I wonder if I will get the commission for a set of chairs next?


----------



## ChadPMIK (Jun 28, 2013)

A table that unique definitely needs matching chairs.


----------



## phillip.c (Aug 9, 2012)

Alan - lovely work.

What program did you use to do the electronic sketches?


----------



## mailee (Nov 11, 2005)

I use Sketchup Phillip. I find this easy to use and handy for showing my customers the design.


----------



## bdusten (Mar 22, 2013)

I never saw one before that is a very nice design looks great!


----------



## fdcox (Dec 3, 2007)

Really great design and functional


----------



## OPG3 (Jan 9, 2011)

*Semi-private message to Alan...*

Alan, I saw this thread "floated to the top" again! I cannot seem to get this design out-of-my-mind, it is ingenious! A number of attributes about this design and execution are quite amazing. Alan, I don't send-out a huge amount of "friend requests", but I have sent one to you. I will appreciate it if you will accept my request. If there is a hold-up because of bad breath or my snake collection, please let me know.
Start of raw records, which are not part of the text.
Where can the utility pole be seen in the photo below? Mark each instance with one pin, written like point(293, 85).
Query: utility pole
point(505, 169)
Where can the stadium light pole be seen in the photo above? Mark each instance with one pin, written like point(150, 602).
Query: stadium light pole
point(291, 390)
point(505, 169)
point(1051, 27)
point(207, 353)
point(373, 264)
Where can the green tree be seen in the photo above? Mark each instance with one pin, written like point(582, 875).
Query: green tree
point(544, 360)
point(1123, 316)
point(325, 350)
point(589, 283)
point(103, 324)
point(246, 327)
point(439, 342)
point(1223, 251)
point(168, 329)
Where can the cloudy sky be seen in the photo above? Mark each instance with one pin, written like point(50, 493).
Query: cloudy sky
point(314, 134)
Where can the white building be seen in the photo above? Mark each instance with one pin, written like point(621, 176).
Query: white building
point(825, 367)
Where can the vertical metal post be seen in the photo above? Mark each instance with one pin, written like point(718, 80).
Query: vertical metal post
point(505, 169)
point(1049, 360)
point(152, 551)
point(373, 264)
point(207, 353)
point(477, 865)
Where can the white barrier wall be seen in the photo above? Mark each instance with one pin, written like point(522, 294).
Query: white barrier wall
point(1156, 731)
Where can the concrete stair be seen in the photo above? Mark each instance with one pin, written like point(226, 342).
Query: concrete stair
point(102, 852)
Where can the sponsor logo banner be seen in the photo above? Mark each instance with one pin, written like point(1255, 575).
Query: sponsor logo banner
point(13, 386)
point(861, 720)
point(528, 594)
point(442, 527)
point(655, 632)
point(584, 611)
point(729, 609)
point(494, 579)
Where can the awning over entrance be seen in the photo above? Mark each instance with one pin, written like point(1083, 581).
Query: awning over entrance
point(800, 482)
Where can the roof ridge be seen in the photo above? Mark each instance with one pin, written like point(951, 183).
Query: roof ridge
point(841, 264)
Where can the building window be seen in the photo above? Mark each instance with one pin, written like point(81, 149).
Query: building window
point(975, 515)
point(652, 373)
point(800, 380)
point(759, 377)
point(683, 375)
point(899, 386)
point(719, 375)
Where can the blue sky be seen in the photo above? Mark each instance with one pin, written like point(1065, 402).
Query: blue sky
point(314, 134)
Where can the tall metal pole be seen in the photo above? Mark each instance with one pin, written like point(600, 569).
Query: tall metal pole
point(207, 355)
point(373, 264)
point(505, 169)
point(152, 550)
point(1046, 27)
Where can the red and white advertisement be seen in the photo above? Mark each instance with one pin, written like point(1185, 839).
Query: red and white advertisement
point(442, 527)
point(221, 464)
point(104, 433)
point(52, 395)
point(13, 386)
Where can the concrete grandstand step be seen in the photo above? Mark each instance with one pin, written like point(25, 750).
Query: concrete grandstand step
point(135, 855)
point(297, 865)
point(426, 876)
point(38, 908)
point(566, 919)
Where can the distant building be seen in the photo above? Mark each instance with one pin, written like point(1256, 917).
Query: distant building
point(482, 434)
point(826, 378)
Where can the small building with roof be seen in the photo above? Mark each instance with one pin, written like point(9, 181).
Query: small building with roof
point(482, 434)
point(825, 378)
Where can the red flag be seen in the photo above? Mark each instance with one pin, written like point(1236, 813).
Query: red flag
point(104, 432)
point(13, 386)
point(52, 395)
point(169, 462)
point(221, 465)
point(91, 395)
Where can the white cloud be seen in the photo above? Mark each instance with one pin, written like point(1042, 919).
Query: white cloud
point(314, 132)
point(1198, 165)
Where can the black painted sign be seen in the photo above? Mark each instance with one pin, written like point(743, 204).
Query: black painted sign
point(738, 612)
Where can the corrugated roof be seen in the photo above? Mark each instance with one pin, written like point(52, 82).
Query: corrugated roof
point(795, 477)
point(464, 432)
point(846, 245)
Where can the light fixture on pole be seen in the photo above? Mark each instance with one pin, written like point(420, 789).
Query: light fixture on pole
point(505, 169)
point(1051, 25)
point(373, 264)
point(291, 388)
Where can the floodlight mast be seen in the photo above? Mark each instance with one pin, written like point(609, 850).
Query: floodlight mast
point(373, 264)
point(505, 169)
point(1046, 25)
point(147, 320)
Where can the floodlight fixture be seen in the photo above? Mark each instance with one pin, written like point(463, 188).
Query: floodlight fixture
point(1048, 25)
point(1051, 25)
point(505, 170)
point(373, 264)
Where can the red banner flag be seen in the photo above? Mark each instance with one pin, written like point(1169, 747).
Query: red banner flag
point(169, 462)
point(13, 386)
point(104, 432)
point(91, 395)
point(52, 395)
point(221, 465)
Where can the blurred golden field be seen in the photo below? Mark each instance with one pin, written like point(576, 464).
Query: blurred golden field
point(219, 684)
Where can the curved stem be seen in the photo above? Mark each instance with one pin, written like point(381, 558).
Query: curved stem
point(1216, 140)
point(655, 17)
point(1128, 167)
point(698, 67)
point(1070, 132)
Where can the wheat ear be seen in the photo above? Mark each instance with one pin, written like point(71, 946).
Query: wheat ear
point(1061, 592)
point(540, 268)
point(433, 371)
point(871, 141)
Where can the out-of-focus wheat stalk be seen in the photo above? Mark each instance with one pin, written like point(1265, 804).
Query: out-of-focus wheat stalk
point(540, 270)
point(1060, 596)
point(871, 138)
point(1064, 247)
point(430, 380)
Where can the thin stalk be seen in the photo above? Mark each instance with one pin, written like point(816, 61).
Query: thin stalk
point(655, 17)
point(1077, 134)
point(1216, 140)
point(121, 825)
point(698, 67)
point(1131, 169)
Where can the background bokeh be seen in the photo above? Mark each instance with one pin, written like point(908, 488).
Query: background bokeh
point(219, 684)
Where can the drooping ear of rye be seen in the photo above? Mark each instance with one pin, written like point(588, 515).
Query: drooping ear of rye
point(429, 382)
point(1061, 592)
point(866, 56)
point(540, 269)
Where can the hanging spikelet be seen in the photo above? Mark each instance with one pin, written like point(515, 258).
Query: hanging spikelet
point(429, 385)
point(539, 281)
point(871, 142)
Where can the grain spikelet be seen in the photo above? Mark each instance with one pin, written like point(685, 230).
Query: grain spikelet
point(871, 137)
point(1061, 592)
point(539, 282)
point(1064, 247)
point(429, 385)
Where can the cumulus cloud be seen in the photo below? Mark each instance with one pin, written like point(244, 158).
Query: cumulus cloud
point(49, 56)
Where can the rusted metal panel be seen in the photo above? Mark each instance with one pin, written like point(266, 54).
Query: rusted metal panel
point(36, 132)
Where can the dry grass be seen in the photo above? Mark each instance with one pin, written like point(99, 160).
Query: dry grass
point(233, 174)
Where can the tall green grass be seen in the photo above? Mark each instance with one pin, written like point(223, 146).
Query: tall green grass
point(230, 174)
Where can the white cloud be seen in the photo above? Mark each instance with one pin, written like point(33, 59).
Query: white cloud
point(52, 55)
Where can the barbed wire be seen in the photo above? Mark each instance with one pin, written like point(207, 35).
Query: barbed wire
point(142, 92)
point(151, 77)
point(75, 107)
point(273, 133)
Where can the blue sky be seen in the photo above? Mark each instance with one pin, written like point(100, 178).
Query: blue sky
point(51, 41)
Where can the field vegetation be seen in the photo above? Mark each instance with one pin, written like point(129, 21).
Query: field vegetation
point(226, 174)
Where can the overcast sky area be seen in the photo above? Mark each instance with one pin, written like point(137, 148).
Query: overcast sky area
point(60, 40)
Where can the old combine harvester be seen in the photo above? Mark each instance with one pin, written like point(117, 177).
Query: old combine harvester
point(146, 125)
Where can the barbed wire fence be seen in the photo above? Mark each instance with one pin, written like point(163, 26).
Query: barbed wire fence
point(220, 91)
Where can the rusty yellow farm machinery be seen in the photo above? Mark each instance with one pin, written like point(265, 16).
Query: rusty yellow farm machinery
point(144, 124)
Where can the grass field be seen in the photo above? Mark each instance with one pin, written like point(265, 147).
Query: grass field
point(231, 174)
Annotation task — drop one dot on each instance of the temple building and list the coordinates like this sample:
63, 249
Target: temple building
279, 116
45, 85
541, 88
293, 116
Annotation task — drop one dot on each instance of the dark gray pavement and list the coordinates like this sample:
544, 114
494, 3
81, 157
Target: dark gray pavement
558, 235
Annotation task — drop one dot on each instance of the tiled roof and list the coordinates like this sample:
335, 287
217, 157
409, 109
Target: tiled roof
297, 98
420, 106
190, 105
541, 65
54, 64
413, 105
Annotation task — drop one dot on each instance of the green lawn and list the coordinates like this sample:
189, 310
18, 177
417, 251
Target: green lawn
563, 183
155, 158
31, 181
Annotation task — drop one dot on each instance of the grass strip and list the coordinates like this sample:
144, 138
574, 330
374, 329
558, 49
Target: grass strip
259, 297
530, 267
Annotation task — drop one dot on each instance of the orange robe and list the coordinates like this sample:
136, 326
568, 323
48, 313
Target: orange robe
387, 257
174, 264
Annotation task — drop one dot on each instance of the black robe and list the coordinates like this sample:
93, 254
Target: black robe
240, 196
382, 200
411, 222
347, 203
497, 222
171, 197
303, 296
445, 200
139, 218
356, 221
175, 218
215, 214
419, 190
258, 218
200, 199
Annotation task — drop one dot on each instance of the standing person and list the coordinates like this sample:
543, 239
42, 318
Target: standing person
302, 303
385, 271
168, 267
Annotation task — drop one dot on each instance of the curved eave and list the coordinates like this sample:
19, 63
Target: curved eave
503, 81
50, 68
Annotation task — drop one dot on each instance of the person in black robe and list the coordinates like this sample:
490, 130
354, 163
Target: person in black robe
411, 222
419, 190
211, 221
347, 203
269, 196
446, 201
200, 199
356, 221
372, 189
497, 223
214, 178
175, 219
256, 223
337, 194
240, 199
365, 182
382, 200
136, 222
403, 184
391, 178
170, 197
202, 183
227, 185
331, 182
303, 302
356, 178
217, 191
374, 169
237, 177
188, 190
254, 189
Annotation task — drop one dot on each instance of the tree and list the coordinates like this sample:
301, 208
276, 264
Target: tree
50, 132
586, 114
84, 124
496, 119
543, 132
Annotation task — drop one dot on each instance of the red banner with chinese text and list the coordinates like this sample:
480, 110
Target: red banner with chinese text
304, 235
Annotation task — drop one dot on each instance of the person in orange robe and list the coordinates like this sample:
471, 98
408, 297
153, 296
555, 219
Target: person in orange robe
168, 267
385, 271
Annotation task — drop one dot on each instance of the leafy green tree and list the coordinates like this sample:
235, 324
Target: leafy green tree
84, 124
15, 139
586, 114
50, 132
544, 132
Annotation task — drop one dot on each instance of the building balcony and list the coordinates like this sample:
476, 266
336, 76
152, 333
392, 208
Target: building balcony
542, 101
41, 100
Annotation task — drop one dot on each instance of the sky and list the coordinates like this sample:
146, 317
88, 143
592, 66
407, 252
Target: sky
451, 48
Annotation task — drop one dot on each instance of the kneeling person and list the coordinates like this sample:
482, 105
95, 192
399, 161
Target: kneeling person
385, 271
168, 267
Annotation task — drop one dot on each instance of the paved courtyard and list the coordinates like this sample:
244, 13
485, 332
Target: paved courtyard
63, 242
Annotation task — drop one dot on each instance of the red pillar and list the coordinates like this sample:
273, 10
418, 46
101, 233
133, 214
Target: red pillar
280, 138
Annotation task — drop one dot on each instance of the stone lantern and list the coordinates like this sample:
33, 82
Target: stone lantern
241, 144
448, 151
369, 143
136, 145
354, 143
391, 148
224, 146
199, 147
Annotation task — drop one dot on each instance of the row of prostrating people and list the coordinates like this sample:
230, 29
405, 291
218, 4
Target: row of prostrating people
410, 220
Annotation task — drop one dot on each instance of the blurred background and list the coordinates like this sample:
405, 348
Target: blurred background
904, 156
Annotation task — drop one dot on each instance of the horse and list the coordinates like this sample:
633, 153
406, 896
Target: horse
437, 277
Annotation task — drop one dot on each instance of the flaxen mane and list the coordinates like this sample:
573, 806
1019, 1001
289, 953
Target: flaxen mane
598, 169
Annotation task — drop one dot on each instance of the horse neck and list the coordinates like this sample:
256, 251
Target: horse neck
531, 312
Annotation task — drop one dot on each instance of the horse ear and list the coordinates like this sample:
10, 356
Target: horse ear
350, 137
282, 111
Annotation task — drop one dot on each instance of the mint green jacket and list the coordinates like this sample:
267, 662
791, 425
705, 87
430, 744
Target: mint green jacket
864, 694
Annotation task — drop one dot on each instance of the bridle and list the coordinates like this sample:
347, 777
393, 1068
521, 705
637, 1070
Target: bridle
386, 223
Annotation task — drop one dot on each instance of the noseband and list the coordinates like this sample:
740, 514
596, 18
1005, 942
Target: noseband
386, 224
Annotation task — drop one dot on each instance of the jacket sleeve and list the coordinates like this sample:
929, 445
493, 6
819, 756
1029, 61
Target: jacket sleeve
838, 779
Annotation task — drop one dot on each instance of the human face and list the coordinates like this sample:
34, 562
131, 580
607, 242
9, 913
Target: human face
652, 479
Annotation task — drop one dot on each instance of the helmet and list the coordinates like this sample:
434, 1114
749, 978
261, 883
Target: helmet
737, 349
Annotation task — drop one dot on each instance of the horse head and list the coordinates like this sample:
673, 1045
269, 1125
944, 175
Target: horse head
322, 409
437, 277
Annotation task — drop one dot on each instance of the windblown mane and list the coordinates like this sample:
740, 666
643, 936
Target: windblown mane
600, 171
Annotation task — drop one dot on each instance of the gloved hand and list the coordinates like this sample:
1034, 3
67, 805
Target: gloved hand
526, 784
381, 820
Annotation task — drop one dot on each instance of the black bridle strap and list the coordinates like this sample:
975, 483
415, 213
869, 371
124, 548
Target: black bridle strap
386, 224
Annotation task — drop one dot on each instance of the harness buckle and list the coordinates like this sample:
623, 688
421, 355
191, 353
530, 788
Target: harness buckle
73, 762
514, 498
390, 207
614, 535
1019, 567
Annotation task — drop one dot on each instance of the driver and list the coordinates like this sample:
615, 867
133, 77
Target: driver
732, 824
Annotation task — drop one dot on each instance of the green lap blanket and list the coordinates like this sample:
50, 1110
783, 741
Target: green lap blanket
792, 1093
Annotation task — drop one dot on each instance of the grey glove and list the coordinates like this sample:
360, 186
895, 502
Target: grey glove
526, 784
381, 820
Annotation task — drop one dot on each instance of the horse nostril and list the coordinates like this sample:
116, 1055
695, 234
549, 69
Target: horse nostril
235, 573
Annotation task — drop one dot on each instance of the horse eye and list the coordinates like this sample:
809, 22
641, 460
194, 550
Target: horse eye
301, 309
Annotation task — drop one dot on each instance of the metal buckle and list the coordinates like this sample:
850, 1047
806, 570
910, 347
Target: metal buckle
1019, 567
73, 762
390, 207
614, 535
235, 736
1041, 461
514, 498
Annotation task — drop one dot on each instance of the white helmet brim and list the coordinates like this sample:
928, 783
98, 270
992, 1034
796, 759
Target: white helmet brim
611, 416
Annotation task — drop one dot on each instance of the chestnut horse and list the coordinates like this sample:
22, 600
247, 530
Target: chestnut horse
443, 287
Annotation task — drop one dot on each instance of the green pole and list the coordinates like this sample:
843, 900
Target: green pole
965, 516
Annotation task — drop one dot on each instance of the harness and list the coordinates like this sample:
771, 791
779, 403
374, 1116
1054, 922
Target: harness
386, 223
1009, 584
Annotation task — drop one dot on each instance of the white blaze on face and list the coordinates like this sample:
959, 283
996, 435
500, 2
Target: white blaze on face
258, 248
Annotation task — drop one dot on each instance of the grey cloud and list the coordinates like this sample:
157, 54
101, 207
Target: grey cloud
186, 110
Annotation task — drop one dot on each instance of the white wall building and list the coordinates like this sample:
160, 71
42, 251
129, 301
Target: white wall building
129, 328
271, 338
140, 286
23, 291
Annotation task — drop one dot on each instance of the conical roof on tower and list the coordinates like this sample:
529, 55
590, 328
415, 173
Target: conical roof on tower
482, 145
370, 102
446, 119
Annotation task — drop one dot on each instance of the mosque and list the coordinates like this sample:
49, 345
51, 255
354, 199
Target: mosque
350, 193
Here is my goal: I need to assemble a group of people that I share interests with - because I am an inventor and will be needing to have a group of peers who have demonstrated to me that they can "think outside of the box" and are articulate. 

Just this last Tuesday, I went into business with two partners on a manufacturing venture that I am heading-up. The product we will initially be manufacturing is one of my own invention and at this time I am unable to publicly announce it, but that should change in the next 4-8 months. I've already made an employment offer to one of the Router Forums members, who should be able to start during the product line's developmental stages. Among many of my friends here and otherwise, that individual and I have become good friends and I have learned to respect his opinions and advice. What I am attempting to do is assemble an "All Star Team" for a product line that will be marketed worldwide!

Please seriously consider this request,
Otis Guillebeau from Auburn, Georgia


----------



## phillip.c (Aug 9, 2012)

mailee said:


> I use Sketchup Phillip. I find this easy to use and handy for showing my customers the design.


Do you use the free version by any chance? I'm trying to find out if it's worthwhile for me to learn how to use it if it lacks the capabilities necessary to sketch anything real...

Thanks,


----------



## mailee (Nov 11, 2005)

Yes Phillip, it is the free version of Sketchup. There is a bit of a learning curve to it but it is one of the easiest to get the hang of. I have used a few of the CAD programs but found this is so simple to draw in 3D and does impress the customer with scale drawings.


----------



## MEBCWD (Jan 14, 2012)

Alan,

Really love the table! 
Very good set of photos and explanation to document the build, something I have a problem doing. I am always so happy when I get a project finished I forget to take pictures, I just want to get it delivered and get on to the next project. Then a few days later I I think I should have taken pictures. Like today, I spent the day in the shop and when I went back in the house I saw the camera on the computer desk.

I wish I had the room in my shop that you seem to have in yours.


----------